Q&A with Alex Grant

By Holly Gunning

Twenty-year-old Alex Grant is just getting his feet wet in pro hockey after a four-year junior career, played mostly with the QMJHL Saint John Sea Dogs. The Nova Scotian was a fourth-round pick of the Pittsburgh Penguins in 2007.

Grant was assigned to the ECHL Wheeling Nailers along with follow rookies Joey Haddad and Casey Pierro-Zabotel, after going through AHL camp in Wilkes-Barre/Scranton.

"Alex has a good combination of both offense and defense," Nailers head coach Greg Puhalski said. "With him, it’s a matter of just handling one at a time. Not doing two at a time. Playing solid defensively if that’s what is demanded, and if offense is required, then use your offensive abilities. Right now he’s getting caught trying to do too much too soon."

So far, Grant has one assist and is +1 in three games. He has seen time on the power play and penalty kill.

Hockey’s Future spoke to Grant on Sunday following Wheeling’s victory over the Gwinnett Gladiators.

HF: You’ve got three pro games under your belt now, how do you feel like it’s going?
AG: It got better every game. The team got off to a rough start, no one really brought their best, but tonight was a lot better.

HF: Were there any surprises moving your game from junior to pro?
AG: Yeah, it’s definitely different, playing against older guys. Stronger, more mature, and smarter — they know how to play the game better. So it’s a little bit of an adjustment.

HF: Everyone talks about "bigger, stronger, faster," which one of those was more than you imagined?
AG: I’d say guys are a lot stronger for sure. Some guys are in their 30’s or late 20’s. Coming out of junior, you’re only 20, 21 years old. That’s probably the biggest difference. Obviously you work hard over the summer, but it will come with age as well.

HF: Were you disappointed to be sent down to Wheeling or were you kind of expecting it?

AG: I wasn’t expecting it, I was definitely disappointed. But that didn’t last long, you can’t dwell on it. No one likes getting sent down. But once I got down here, a few practices…I didn’t feel like I played great the first game, a little better the second game and then a little better tonight. Still a lot of room for improvement though. I really look forward to working with the guys here and the coaches.

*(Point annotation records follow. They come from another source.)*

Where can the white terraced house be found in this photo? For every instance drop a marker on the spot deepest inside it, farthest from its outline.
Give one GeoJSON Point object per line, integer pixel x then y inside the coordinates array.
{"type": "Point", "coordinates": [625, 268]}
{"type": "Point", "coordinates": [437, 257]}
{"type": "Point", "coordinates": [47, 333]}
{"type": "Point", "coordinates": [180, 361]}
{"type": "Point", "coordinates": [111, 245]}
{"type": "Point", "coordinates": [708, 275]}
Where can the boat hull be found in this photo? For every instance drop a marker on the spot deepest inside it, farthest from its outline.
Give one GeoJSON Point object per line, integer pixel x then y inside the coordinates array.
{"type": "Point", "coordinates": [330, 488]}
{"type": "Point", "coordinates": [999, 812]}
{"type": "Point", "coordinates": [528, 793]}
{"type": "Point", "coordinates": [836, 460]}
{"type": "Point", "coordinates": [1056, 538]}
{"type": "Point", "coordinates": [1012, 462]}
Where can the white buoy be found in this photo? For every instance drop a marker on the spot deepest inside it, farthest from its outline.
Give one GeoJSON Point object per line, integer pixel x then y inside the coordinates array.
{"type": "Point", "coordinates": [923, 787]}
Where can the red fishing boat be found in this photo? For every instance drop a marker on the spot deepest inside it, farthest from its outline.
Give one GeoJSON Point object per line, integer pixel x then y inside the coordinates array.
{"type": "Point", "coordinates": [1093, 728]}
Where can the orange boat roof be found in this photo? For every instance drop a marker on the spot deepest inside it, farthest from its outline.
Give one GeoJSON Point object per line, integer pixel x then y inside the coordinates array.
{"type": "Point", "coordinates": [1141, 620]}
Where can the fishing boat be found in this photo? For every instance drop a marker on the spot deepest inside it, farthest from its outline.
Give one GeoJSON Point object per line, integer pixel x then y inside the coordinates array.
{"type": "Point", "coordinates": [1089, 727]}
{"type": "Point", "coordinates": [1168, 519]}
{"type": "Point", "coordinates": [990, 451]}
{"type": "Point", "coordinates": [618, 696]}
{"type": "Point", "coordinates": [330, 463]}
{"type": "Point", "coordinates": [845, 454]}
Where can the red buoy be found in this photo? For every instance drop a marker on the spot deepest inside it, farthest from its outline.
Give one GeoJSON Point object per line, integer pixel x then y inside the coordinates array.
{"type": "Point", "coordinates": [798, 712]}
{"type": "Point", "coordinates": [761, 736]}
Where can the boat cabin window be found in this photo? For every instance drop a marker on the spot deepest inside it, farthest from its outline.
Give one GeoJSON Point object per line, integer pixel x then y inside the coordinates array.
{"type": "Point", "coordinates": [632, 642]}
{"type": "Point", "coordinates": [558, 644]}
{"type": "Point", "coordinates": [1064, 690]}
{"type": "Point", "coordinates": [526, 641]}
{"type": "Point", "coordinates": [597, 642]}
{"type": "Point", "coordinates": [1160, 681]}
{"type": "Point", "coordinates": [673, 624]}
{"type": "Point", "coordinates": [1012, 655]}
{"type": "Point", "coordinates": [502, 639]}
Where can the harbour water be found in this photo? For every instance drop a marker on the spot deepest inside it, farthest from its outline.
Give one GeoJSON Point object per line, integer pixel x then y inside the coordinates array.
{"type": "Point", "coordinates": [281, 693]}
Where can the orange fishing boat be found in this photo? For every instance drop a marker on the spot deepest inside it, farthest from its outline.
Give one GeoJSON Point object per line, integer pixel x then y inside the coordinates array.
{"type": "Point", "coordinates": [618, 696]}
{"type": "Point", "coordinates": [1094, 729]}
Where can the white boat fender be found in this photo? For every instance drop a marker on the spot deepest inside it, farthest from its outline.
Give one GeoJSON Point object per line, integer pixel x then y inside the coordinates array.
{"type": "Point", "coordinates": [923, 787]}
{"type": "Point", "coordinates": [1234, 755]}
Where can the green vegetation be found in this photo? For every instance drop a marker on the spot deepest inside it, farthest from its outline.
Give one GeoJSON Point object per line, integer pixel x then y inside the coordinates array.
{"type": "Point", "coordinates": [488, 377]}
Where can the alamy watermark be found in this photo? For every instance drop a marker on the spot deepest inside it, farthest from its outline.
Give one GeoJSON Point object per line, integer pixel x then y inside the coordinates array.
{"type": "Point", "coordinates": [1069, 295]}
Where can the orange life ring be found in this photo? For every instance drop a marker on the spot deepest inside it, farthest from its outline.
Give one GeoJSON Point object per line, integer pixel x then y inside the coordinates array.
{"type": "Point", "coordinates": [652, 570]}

HF: What did Pittsburgh say they wanted you to do while you’re here?
AG: They just said I was still young and still had high hopes for me, still a great hockey player. That it’s a good league down here. It’s still much higher than junior. It definitely wasn’t an option with them to go back to junior, they told me that. They said come down, play some games and if there’s an injury and you’re playing well at the time, you’ll get a chance at a call-up. And then don’t let us send you back down.

HF: What part of your game do you think you still need to work on this year?

AG: I’ve been working on my defensive side of the game for a while now. Just being consistent every night and making quick decisions.

HF: Your coach said he wanted you to be offensive when the situation called for it and defensive when it called for it. What does that mean to you?

AG: When the opportunity’s there to jump up in a rush or get an offensive chance, then go. But just be smart about it. Don’t go every time. Don’t try to do it yourself. Make a pass and join the rush. And then when there’s a defensive situation and you need to shut down guys, then do that.

HF: Do you think you need to do a better job of that too?
AG: For sure, and I’ve heard it before and I try to do it as best I can. It’s mostly keeping it simple. That’s the easiest way to do it for sure.

HF: It seems like you’re getting lots of ice time here.
AG: Yeah, it’s good for sure. It’s good to be playing. The only way to get better is to play. I’m getting pretty much all situations.

HF: How do you like being a rookie again?
AG: (laughs) You never want to be a rookie. You’ve got to do a lot more things around the room and bus trips, but it’s alright. It’s only one year.

HF: Besides carrying bags, what else do they have you do?

AG: Clean the bus after road trips. Most of them aren’t too concerned about where they put their food, so there’s usually a big mess. Little things on the ice too, it’s not too major.

HF: You look even taller on the ice than in person. Have you heard that before?
AG: Yeah, I’ve heard that. Quite a few times.

HF: Why do you think that is?

AG: I don’t know, but the (game notes) always say I’m shorter than I am. I’ve (supposedly) been 6’1 for like four years now in all the books.

HF: And how tall are you actually?

AG: I was 6’3 at Penguins camp. The 6’1 was from my first year of junior. That’s what I was then.

HF: We thought maybe you look tall because you use a long stick.
AG: I do use a long stick, yeah. It’s probably a bit above my nose without skates.

HF: So what’s your goal for the year, to get up to Wilkes-Barre?

AG: Yeah, obviously I’d love to get called back up. And just to work hard every practice, every game, try to get better every day I’m at the rink. Improve in all areas.